Lightweight utilities for compressing PyTorch models via quantization, sparsity/pruning, low‑rank factorization, layer fusion, and knowledge distillation.
The library includes utilities for some compression techniques. In general, these have been mainly tested on smaller models, but should work on larger models as well.
In general, the objective of the library is not to be neither a performance-optimized nor a production ready solution, it is rather a research and prototyping toolkit that I use to experiment with.
The project has been developed and tested on Python 3.11
Install Python dependencies listed in requirements.txt
.
pip install -r requirements.txt
Install the package (editable for development):
pip install -e .
Alternatively, you can install it with
pip install git+https://github.com/davidgonmar/compress
The library is organized in different modules. As I use the code for my own exploration, it would be difficult to maintain a precise documentation of the functions and functionalities, but a general overview is provided below as it is useful.
In general, both nn.Conv2d and nn.Linear layers are supported, and the library is designed to be extensible to other layer types.
Implements post-training quantization (PTQ) techniques with both online and offline quantization. Different calibration techniques are offered. Both symmetric and asymmetric quantization are supported (depending on the specific technique).
In general, when doing offline quantization, a batch of data needs to be passed to calibrate the quantization parameters.
Regular quantization-aware training (QAT) is also supported. At the moment, weights are quantized at each iteration, while inputs use an observer. The specific calibration technique can be chosen. Moreover, learnable quantization is supported through LSQ (basically computing the "natural" derivatives of the quantization function by using a straight-through estimator). Here, both weights and inputs are initially calibrated with a technique of choice, and then the quantization parameters are learned during training.
Implements different structured pruning and unstructured pruning techniques. The library includes both magnitude-based pruning and gradient-based pruning (e.g., using the Taylor expansion of the loss function). For details, see the code.
The library supporst sparsifying a model, so things like iterative pruning need to be handled externally. However, it supports a set of schedulers to schedule sparsity ratios, and pruned models support re-pruning (and fine-tuning) in sensible ways.
Implements different low-rank factorization techniques for compressing linear and convolutional layers. The library includes both classic SVD factorization and more advanced activation-aware factorization techniques.

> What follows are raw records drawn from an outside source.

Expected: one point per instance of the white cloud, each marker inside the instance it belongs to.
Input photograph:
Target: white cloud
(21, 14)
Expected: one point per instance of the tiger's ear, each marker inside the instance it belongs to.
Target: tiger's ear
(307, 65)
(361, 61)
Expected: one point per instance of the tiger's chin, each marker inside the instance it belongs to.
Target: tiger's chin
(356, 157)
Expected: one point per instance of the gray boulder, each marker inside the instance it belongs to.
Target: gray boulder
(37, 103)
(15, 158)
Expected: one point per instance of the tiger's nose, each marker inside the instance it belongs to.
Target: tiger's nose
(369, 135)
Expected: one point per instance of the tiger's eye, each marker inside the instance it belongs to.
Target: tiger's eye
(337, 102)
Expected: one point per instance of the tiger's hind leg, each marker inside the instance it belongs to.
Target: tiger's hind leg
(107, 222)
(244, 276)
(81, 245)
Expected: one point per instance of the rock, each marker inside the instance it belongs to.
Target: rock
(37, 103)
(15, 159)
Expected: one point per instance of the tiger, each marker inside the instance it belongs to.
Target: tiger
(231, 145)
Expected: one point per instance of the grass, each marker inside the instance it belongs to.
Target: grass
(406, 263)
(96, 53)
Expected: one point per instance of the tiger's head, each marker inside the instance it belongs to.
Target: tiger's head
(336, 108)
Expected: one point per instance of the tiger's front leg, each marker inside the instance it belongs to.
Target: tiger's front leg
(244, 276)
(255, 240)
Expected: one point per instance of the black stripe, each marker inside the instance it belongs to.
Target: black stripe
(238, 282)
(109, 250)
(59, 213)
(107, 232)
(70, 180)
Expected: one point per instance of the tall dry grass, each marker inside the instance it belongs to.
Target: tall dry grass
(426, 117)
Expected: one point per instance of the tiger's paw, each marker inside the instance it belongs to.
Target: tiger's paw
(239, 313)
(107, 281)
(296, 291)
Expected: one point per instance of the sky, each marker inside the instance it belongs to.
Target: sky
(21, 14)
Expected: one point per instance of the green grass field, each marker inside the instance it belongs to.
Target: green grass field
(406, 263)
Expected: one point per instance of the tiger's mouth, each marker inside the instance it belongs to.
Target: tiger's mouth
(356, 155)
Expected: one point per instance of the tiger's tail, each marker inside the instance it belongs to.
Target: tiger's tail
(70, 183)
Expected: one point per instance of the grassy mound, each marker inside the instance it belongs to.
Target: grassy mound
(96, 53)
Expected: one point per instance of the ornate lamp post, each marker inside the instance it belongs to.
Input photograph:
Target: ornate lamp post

It allows the user to manually select the rank of the factorization for each layer following different criteria (e.g., energy-based, rank-based, etc.). It also includes an experimental automatic rank selection method based on a global energy criterion.
It also includes some utilities for low-rank regularization.
The library also implements useful utilities for things like layer fusion (e.g., fusing batchnorm layers into convolutional layers, this is useful to mimic inference behavior of some CNNs), FLOPs and parameter counting, and knowledge distillation (e.g., implementing different losses for distillation). It also includes experiment utilities (e.g., for evaluation), including implementation of some models that are not available in popular libraries (e.g. CIFAR ResNets).
The library includes some unit tests. To run them, use
pytest
The current test suite is very limited.
This is a personal project that I use to experiment with model compression techniques. Some compression techniques are heavily inspired by existing works but have some differences (for research purposes or practical implementation reasons, for instance), while others (including removed ones present in the git history) are my own explorations.
This project is licensed under the MIT License. See the LICENSE file for details.